Chris sat up straight and leaned forward in the chair, the blanket slipping off his shoulders. His face went white and his forehead wrinkled in pain, but his jaw was set and his eyes were bright.

For the first time since that morning when he'd run half-dressed out of Ella Gaines' house, he looked like the man who had dragged Blackfox down to Purgatorio to find Cletus Fowler.

"Where is she?" he asked, his voice hoarse. Vin moved also, slipping from behind the chair to stand close, close enough to hear.

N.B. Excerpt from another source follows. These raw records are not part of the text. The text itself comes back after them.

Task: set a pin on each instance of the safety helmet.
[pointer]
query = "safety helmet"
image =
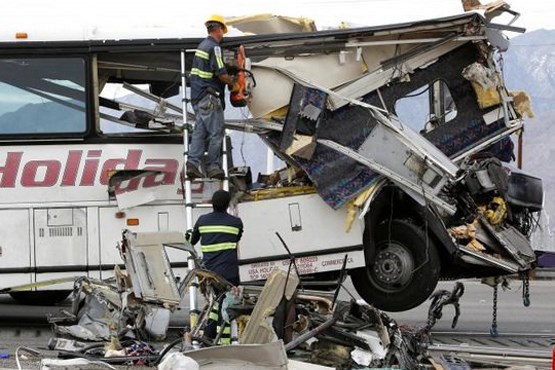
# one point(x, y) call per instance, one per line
point(216, 18)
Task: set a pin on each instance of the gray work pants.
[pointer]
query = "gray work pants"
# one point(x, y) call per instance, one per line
point(209, 130)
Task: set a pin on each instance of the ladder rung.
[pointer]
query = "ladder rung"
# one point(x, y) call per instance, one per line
point(199, 205)
point(205, 179)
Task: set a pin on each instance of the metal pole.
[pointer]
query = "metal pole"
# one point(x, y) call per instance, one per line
point(193, 309)
point(224, 163)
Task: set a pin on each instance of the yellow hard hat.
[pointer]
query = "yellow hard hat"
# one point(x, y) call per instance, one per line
point(216, 18)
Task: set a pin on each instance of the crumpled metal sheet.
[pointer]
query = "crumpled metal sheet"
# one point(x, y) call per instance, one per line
point(270, 356)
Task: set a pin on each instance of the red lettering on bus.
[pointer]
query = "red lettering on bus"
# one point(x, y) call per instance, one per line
point(10, 169)
point(52, 172)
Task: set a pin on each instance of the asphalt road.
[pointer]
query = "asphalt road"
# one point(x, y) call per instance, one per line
point(476, 309)
point(26, 325)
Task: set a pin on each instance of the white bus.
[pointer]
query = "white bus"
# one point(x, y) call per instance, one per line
point(397, 131)
point(61, 140)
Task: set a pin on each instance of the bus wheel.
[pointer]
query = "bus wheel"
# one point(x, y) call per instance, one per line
point(404, 271)
point(41, 297)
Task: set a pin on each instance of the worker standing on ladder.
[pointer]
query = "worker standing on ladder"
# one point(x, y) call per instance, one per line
point(219, 232)
point(208, 79)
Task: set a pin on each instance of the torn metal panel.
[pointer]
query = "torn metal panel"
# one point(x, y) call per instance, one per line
point(271, 24)
point(280, 284)
point(269, 356)
point(129, 190)
point(379, 77)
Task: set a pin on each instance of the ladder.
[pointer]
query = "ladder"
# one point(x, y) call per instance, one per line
point(189, 204)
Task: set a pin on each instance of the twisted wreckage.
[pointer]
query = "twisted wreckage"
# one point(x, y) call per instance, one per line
point(404, 132)
point(397, 141)
point(398, 138)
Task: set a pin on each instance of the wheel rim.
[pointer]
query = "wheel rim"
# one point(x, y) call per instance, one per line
point(392, 268)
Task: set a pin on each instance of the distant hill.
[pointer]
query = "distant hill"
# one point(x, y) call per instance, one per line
point(529, 65)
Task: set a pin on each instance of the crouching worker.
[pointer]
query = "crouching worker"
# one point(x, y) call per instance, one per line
point(219, 232)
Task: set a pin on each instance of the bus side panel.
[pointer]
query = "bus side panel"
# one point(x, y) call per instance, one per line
point(307, 224)
point(61, 248)
point(15, 247)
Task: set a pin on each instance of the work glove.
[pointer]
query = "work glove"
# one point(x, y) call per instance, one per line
point(235, 87)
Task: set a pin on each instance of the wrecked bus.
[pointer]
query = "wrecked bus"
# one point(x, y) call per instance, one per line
point(397, 141)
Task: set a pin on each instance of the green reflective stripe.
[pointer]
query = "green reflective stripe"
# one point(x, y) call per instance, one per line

"You will kill her." There was no question in it.

The fire in Chris' eyes was brighter. "Yes, I will," he agreed.

Her hand settled on her belly as she said softly, "Then I will tell you this, to avenge my Louis. For the life of our child."

It was Inez and Mary who drew her – Isabella – away from the hunt itself. She would have gone, and it was only concern for her unborn child that finally stopped her.

But weeks later, after it was done and Chris had finally come back from visiting the graves in Eagle Bend, it was to Isabella that he brought the title to the land where Hilda had died. The title had been in the name of 'Mrs. Chris Larabee', and the Judge gave no question when Chris brazenly signed it over to Mrs. Louis Santiago, in the name of her child.

And it was to her son Louis Adam Santiago that a carved wooden horse appeared every Christmas.


End file.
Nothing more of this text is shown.